I took the pills she prescribed, a dose of Zanex to relax, mixed
and matched in an increasingly creative cocktail with the medications
other physicians and health care clinicians gave me; Zoloft and
Diazepam in the form of Valium to reduce anxiety, Vicodin for
discomfort, Benzodiazepines for sleep, Diphenhydramine, Melatonin
and Valeriam Root when even dozing was impossible. Mikie spoke
with holistic healers, brought home bags of alternative medicines.
I drank herbal teas and whiskey, took milder drugs by day and
a more mind numbing combination of pills at night. Nothing worked.

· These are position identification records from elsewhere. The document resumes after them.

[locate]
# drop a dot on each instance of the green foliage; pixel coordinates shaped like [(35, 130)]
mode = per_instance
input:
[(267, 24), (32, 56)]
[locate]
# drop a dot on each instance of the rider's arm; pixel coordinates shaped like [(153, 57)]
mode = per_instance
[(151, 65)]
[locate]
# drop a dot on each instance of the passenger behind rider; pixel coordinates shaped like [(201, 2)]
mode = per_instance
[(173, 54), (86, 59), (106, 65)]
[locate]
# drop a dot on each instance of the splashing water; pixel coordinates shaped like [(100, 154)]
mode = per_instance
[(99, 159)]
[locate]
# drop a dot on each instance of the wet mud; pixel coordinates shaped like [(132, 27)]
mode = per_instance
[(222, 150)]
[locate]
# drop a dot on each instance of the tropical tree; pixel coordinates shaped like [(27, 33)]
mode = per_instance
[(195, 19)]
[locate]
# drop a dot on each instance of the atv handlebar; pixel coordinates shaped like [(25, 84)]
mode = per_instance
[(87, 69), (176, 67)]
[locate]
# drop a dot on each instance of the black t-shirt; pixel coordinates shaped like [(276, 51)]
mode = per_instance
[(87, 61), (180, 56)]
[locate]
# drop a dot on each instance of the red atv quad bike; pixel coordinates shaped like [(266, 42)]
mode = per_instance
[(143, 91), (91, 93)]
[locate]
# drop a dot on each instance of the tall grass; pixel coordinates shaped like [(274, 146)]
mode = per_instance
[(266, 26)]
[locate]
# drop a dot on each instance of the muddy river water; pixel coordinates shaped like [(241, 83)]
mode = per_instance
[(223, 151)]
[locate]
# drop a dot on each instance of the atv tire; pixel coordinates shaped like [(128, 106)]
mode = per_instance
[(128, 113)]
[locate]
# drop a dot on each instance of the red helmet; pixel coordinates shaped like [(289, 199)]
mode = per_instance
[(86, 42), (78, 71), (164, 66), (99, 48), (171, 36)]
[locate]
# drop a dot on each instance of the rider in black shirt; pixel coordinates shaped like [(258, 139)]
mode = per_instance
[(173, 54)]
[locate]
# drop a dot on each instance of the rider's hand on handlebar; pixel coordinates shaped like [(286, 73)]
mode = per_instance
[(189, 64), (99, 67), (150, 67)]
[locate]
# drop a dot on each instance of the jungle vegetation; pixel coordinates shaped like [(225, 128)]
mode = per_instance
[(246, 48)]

The ticking went on unabated, thirty beats to the minute, a clic-clic-click
every two seconds, steady as rain.
________
One night, unable to sleep, I read an article on Dr. Jeffrey
Willick, professor of physics at Stanford University who specialized
in the structure of the universe, specifically dark matter which
he believed composed 90% of universal mass. Dr. Willick's last
published work, 'What In The World Is Dark Matter?' raised the
question: "Does order emerge from the primordial distribution
of mass solely through the process of gravitational instability,
or is there another force?" Attending a conference in New
Jersey, Dr. Willick was eating in a coffee shop when a car crashed
through the front window and crushed him dead. Dark matter? Another
force? I popped more pills, squirmed against my tail and pressed
my fingers harder still into the sides of my head. Later, I stood
in the doorway of our bedroom and watched Mikie sleep. Unable
to cure me, she turned tentative and even resentful these last
few days, like a dancer keeping her distance from a clumsy partner,
she went so far as to wonder, "Is it me?"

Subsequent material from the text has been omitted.